Contractual disputes loom for 1 in 4
The latest Construction News survey has found that contractual disputes are likely to become widespread as the coronavirus crisis continues to blight the industry.
About a quarter (24 per cent) of respondents to the survey said the COVID-19 problem is likely to lead to a contractual dispute or has already done so.
Alarmingly, 1 in 25 respondents (4 per cent) said legal action or another dispute process has already begun.
As one respondent to the survey put it: “[We] need clarity around the contractual position otherwise lawyers are going to make millions prosecuting/defending claims on contracts.”
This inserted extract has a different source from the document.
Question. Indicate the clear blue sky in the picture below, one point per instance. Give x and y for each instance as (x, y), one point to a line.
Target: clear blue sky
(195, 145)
While these figures suggest that the industry will be affected by a very large number of disputes over the coming months, many in the sector may be surprised that the number is not considerably higher. Almost half of respondents (49 per cent) said they currently have no contractual concerns, suggesting that a relatively high proportion of firms are adopting an understanding and flexible approach to contractual commitments in the crisis.
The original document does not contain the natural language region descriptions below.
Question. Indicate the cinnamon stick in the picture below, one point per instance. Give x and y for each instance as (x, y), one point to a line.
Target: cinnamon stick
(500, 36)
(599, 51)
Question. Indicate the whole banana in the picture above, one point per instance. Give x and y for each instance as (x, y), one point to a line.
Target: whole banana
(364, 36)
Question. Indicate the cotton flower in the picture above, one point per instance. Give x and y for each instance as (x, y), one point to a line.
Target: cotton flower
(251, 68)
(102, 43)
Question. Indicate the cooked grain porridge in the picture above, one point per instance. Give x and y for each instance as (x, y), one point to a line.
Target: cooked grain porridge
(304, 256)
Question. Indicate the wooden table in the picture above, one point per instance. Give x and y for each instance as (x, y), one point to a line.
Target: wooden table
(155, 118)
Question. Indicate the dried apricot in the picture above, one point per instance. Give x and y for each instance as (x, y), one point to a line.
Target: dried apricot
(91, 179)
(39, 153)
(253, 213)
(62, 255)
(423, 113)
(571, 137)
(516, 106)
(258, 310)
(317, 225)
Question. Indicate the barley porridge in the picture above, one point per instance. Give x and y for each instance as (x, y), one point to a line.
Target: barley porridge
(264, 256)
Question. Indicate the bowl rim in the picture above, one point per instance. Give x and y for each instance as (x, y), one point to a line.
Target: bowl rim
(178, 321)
On 7 May, the Cabinet Office issued guidance asking for that outcome, stating that all “parties to contracts should act responsibly and fairly, support the response to COVID-19 and protect jobs and the economy”. The government guidance continues: “Responsible and fair behaviour in contracts now – in particular in dealing with potential disputes – will result in better long-term outcomes for jobs and our economy. In complex contracting arrangements, this should apply throughout the contracting chain. It will in the long term protect businesses, supply chains and opportunities in the economy. Bad behaviour will be bad for jobs and will impair our economic recovery.” Whether anyone will heed this non-binding advice remains to be seen. Seamus O’Doherty, director of the construction practice and a specialist in contract and claim analysis at consultancy Berkeley Research Group, described the government statement as “essentially toothless” because “the document states the guidance does not override, broadly speaking, the existing contractual relationship”. As a result, O’Doherty said, “it does not change anything and parties will be left to decide what to do on a case-by-case basis, although it is possible that it may have some impact with public sector employers who may find it more persuasive than the private sector.” For many, the pursuit of compensation through a lawsuit or other dispute process may be less about indulging in so-called “bad behaviour” and more about simple survival. “The industry will be very cash poor [as we exit the crisis], leading to disputes, payment issues and the collapse of various contractors, subcontractors and suppliers,” one survey respondent predicted. “Our industry was poor before we went into this.”